Sea water level is measured at mareographs (tide gauges) along the Finnish coast. In Finland, the most important factor affecting sea level variations is wind, and extreme sea levels are thus measured during stormy weather. The variations also depend on location. Largest sea level variations occur in the ends of the bays; on the Finnish coast in the Bay of Bothnia and eastern Gulf of Finland. The variations are smallest in the central Baltic Sea, which means in Finland the Sea of Åland and the Archipelago Sea.

30-year statistics

The graphs below present statistics calculated from the sea level observations 1991–2020. The highest and lowest sea water levels from every station and the 30-year averages are presented as solid lines. The averages of the annual maxima and minima 1991-2020 are presented as dashed lines. The highest and lowest annual averages are presented as dotted lines. The values are calculated in two height systems. On the first graph the values are referenced to the theoretical mean water (MW) and on the second to the N2000-system. The N2000 system is based on precision levellings and fixed to land. On the other hand, the height system MW approximately follows the average sea level. The height systems differ from one another as the average sea level changes in relation to fixed land due to e.g. land uplift and global sea level rise.


The table below gives sea level extremes measured in Finland referenced to theoretical mean water. The last column tells the year the station has started to measure. When referenced to the theoretical mean water (MW), the extremes mainly consist of variations caused by weather conditions.

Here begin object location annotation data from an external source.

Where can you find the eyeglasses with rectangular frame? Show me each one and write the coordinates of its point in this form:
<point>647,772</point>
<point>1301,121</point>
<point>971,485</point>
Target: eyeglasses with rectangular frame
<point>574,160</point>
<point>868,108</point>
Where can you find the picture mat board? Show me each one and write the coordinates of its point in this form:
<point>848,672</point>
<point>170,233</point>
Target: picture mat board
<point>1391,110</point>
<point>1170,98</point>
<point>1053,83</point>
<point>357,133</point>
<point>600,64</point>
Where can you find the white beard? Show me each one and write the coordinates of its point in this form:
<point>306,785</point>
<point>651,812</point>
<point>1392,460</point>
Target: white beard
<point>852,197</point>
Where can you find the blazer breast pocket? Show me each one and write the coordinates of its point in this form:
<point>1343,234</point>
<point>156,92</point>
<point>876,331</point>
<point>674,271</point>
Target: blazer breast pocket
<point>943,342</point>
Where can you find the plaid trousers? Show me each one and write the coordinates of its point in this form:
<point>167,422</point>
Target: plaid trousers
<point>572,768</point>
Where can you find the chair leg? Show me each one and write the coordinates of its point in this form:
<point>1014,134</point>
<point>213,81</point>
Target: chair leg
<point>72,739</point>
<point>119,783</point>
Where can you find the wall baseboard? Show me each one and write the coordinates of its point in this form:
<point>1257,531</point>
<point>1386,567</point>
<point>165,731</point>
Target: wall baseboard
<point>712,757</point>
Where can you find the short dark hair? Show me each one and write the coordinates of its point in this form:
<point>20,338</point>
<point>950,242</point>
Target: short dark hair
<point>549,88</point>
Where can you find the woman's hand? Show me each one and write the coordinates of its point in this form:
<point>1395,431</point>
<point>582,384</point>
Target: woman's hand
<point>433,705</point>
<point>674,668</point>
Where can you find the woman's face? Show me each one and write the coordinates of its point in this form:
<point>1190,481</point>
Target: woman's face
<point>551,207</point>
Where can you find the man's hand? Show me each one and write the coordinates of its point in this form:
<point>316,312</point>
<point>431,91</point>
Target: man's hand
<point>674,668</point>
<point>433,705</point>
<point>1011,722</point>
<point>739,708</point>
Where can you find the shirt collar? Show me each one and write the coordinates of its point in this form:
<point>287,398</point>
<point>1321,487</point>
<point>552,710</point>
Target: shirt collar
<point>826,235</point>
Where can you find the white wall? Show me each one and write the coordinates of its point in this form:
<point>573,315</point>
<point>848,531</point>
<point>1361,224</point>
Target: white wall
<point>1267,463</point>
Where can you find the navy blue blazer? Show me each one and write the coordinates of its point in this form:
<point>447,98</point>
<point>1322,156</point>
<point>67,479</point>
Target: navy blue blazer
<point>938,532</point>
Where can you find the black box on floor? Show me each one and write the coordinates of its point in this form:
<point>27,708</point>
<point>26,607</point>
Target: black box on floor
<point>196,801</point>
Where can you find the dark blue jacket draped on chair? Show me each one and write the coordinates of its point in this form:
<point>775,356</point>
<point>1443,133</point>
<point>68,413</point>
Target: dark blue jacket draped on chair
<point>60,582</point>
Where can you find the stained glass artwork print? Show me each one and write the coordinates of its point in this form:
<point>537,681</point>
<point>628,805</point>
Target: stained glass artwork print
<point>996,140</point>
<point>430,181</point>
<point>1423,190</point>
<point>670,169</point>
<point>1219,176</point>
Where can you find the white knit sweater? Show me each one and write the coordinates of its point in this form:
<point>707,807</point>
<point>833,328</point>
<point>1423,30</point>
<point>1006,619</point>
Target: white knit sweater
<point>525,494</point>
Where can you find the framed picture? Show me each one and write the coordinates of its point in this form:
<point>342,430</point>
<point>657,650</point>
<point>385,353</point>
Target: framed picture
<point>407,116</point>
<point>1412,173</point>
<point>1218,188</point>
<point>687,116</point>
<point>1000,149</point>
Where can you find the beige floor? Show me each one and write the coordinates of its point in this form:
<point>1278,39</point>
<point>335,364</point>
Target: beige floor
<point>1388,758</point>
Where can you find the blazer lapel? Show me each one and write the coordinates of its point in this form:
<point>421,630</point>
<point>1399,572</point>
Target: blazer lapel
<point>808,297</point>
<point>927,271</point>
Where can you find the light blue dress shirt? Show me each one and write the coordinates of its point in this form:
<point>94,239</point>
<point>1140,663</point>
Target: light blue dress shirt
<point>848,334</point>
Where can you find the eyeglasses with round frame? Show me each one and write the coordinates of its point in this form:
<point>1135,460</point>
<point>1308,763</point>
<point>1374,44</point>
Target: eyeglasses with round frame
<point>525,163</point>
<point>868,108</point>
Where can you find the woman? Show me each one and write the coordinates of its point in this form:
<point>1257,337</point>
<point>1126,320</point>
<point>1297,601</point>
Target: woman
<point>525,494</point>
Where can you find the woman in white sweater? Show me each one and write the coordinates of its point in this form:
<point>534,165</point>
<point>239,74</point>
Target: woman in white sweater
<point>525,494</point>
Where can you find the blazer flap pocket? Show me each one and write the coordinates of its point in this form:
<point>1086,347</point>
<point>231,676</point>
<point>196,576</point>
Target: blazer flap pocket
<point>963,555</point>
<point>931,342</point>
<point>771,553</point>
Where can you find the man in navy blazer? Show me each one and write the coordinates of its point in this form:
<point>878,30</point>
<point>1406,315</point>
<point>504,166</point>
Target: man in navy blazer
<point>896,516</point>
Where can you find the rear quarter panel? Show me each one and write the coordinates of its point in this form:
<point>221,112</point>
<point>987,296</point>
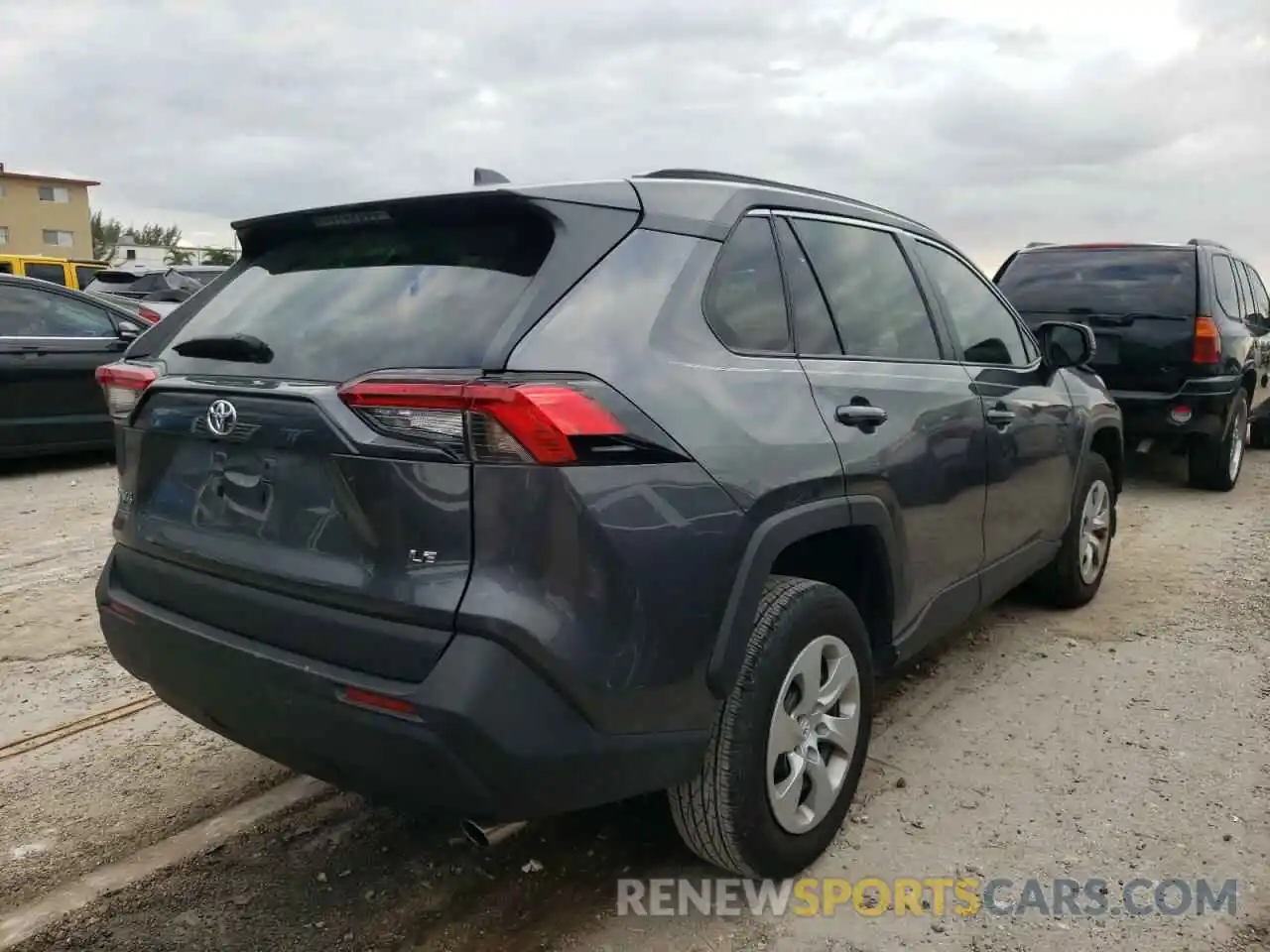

If referenced to other height systems like N2000 (= BSCD2000), the record would tell how high or low the water has been related to the fixed land . As the average sea level slowly changes in relation to the fixed land, such extremes are more time-dependent than those given in relation to the theoretical mean water (MW). Thus, the extremes that have occurred in the past decades might not represent the expected sea level variability of the present day and are not presented here.